The Fort Worth Independent School District Board of Trustees voted unanimously to terminate the contract of Georgia Clark, an English teacher at Carter-Riverside High School who joined the school district in 1998, according to The Washington Post.
"Once the tweets came to light, so, too, did other allegations, and it was my professional judgment that it was in the best interest of the district," Superintendent Kent P. Scribner said after the vote, according to the Fort Worth Star-Telegram. Clark has 15 days to appeal the decision to the Texas Education Agency, according to KTVT.
In a review by the school district obtained by the Post, officials said Clark didn't realize her tweets were public last month when she reached out to ask Trump "for assistance in reporting illegal immigrants in the FWISD public school system."
“Mr. President,” Clark wrote May 17 in a since-deleted tweet, “Fort Worth Independent School District is loaded with illegal students from Mexico. Carter-Riverside High School has been taken over by them.”

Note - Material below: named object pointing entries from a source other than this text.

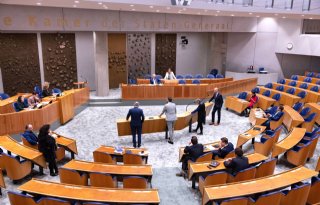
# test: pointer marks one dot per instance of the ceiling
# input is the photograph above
(197, 7)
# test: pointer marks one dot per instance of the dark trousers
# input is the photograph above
(136, 130)
(214, 112)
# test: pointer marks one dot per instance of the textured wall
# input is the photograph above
(117, 59)
(19, 62)
(138, 52)
(59, 59)
(166, 45)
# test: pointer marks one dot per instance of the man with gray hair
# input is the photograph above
(171, 116)
(137, 118)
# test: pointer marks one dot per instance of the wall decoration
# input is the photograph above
(139, 55)
(19, 62)
(165, 53)
(59, 59)
(117, 59)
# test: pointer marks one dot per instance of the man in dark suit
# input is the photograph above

In another tweet, Clark told Trump she needed protections for reporting students who were in the country illegally.
“Texas will not protect whistle blowers,” she wrote. “The Mexicans refuse to honor our flag.”
The Supreme Court in 1982 struck down a Texas statute that allowed school districts to deny public education to undocumented students, determining it to be a right under the Equal Protection Clause of the 14th Amendment, according to the Star-Telegram.
Clark's tweets prompted an investigation and unearthed a history of similar incidents that included disciplinary action in 2013 after Clark called a group of students "little Mexico" and another student "white bread," according to the Post.
The Star-Telegram reported the board recommended her employment be terminated in 2013, but the firing was stopped after a teacher group intervened, according to the newspaper.